Natural de Varge, Etelvina confessa que não se recorda de alguma vez ter visto este tipo de trabalhos. “Nunca tinha visto trabalhos destes nem nunca tinha visto ninguém fazer. Não é da minha lembrança”. Foi só depois de casar que viu a sua falecida sogra, natural de Baçal, fazer bordados deste género. Na aldeia, no entanto, não havia outra pessoa que os fizesse. “Ela faleceu com 93 anos e era a única pessoa que sabia fazer estes bordados”, garantiu Etelvina.

Depois de anos e anos a apreciar o seu trabalho e constatando que poucos conheciam a arte, Etelvina quis então aprender, já tinha 40 anos.

“Na altura a minha sogra ficou muito admirada, porque já tinha tentado ensinar algumas pessoas e elas não aprenderam”.
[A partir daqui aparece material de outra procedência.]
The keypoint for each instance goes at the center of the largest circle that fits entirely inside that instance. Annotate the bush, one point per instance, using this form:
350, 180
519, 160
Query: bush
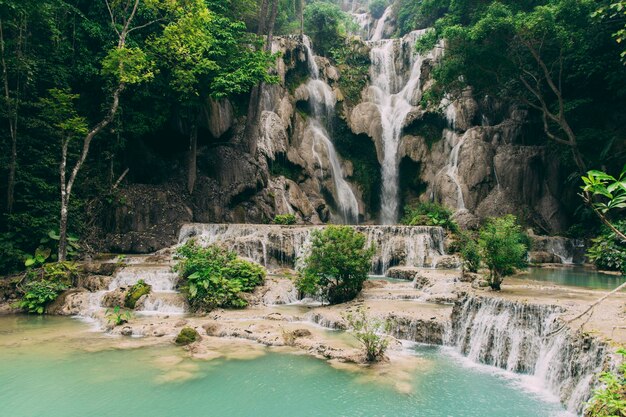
135, 293
214, 277
285, 219
607, 251
39, 294
610, 400
369, 331
326, 24
337, 265
503, 248
429, 214
470, 252
186, 336
377, 8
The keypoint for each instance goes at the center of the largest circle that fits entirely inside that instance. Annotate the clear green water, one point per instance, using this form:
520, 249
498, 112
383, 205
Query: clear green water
53, 368
577, 277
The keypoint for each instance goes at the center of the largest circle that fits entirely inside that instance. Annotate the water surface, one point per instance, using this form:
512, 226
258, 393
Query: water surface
55, 367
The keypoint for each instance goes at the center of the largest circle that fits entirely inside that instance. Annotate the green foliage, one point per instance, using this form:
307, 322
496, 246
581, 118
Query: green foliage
609, 192
337, 264
187, 336
38, 294
326, 24
135, 292
503, 248
215, 277
429, 214
285, 219
610, 399
117, 316
353, 63
607, 251
369, 332
470, 252
377, 8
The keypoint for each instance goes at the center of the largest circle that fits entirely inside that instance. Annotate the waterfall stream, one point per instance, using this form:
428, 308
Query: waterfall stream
322, 101
395, 97
513, 336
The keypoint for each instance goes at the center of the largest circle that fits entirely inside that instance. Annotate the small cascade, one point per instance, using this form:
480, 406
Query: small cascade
163, 299
275, 245
395, 97
512, 336
455, 142
322, 101
379, 30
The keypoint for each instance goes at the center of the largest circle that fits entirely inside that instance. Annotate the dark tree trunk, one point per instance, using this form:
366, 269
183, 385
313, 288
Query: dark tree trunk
192, 157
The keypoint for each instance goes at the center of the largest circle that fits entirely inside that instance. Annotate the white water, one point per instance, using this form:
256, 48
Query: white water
282, 246
512, 336
395, 97
322, 101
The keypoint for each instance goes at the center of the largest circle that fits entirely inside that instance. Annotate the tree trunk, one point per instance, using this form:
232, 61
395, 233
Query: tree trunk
192, 158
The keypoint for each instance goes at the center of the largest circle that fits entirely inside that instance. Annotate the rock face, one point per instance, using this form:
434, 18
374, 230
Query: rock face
470, 155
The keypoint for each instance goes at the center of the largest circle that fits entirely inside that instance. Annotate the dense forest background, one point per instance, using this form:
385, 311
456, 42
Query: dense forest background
66, 65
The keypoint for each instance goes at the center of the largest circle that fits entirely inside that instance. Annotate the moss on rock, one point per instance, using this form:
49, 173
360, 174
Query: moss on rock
187, 336
135, 293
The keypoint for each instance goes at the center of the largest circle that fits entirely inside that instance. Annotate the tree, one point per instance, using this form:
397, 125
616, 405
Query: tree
126, 66
370, 333
337, 264
326, 24
503, 248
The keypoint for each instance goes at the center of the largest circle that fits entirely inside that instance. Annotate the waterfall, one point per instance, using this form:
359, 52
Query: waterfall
394, 98
283, 245
322, 101
380, 25
512, 335
452, 169
163, 299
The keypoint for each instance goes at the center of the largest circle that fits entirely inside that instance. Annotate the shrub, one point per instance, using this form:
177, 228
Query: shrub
285, 219
116, 316
368, 331
135, 293
187, 336
610, 400
377, 8
326, 24
470, 252
38, 294
503, 248
337, 265
429, 214
215, 277
607, 251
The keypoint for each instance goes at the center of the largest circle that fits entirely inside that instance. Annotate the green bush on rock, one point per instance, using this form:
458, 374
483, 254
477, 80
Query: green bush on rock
214, 277
429, 214
135, 293
337, 265
503, 248
610, 400
285, 219
187, 336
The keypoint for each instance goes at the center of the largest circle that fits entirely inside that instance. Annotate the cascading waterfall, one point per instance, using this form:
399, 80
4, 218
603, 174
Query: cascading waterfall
163, 299
395, 98
283, 245
513, 336
380, 25
322, 101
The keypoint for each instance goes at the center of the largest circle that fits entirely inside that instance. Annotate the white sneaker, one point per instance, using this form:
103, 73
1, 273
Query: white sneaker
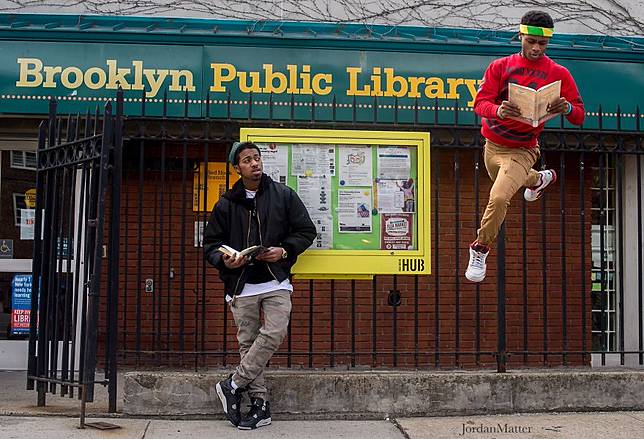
476, 268
534, 193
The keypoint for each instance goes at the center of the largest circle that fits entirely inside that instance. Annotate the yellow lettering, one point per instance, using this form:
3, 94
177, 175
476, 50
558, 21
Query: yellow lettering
306, 80
434, 88
78, 75
50, 74
317, 79
100, 73
270, 76
353, 83
376, 82
254, 82
116, 77
219, 77
176, 80
138, 75
391, 84
155, 78
453, 84
414, 82
292, 83
29, 67
471, 87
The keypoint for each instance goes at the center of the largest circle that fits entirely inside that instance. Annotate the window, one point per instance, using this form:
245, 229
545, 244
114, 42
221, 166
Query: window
604, 258
18, 203
23, 160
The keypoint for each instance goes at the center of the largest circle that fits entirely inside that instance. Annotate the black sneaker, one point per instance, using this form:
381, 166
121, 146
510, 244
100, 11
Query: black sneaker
259, 415
230, 400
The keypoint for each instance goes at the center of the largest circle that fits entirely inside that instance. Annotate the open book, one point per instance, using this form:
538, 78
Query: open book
534, 103
250, 251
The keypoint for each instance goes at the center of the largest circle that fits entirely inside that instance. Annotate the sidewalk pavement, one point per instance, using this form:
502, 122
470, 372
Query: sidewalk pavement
20, 418
613, 425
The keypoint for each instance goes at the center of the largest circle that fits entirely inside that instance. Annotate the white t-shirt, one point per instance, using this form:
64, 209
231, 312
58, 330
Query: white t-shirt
264, 287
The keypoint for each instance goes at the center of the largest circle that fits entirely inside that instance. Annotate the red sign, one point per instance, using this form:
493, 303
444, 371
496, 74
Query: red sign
396, 231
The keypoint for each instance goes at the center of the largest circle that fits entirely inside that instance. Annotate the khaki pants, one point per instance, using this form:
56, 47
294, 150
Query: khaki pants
257, 342
509, 169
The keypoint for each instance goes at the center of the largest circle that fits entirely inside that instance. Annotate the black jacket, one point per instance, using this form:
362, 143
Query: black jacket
283, 222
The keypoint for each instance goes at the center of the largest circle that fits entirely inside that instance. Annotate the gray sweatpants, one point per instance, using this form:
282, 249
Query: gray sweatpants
257, 342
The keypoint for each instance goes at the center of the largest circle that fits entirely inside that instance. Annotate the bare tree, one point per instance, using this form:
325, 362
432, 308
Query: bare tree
607, 17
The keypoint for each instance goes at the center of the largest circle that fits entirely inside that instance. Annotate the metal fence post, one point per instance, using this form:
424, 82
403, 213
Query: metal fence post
501, 355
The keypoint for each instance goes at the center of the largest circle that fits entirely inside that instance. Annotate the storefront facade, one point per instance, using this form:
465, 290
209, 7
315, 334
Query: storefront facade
190, 85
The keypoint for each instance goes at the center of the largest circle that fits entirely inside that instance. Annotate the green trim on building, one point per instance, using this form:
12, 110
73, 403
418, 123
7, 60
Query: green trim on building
154, 30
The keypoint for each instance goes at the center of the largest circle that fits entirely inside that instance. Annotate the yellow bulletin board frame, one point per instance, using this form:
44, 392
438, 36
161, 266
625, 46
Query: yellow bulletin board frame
362, 264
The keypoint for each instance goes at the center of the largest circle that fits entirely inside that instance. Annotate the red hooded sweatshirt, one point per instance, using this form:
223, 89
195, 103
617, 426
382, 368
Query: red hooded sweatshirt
534, 74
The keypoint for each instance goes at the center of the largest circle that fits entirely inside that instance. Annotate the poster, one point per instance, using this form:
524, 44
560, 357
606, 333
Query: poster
20, 303
275, 161
324, 226
313, 160
27, 223
393, 163
315, 194
354, 210
355, 166
396, 232
396, 195
216, 185
389, 196
198, 233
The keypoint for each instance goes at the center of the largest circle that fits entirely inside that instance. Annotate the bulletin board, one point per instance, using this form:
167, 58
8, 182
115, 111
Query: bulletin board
366, 191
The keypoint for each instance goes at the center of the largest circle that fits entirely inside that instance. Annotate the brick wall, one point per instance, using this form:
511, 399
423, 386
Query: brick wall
344, 312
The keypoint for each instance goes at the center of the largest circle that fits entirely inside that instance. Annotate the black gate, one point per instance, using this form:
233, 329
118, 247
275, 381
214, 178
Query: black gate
79, 162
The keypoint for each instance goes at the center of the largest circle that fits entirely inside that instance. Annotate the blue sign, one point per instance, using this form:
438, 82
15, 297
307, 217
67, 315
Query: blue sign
20, 303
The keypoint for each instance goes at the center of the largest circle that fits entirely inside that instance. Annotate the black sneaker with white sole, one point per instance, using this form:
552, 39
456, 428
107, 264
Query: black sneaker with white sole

Foi por isso com mais interesse que quis aprender e dar continuidade à tradição da arte e, desde então, aproveita todos os tempos livres para ir fazendo estes bordados.

Sem atelier ou pretensões de tecedeira, Etelvina improvisa rapidamente um local para nos ensinar a fazer “rede de nó”: prende um alfinete segurança ao sofá e passa o fio de algodão pelo meio; depois, segurando num pequeno arame com uma mão, vai tecendo, com a agulha, pontos que são nós. A prová-lo, Etelvina mostra que, se se enganar, não há volta atrás: “tem que se cortar e fazer de novo, porque isto são nós, não desfazem”. A rede pode ser feita com vários quadrados ou um só quadrado, pode ainda ser rectangular, circular ou aos bicos. Os motivos bordados em cima ficam com a criatividade de cada um. A facilidade com que borda um quadrado em “rede de nó” leva a crer que esta é uma arte acessível a quem queira aprender, embora não seja bem assim.

A prova é que Etelvina também já tentou ensinar outras pessoas e não conseguiu.

“Ainda tentei ensinar às minhas filhas, mas só a mais nova é que aprendeu, embora não se dedique muito a isto. Tem o trabalho dela”, contou.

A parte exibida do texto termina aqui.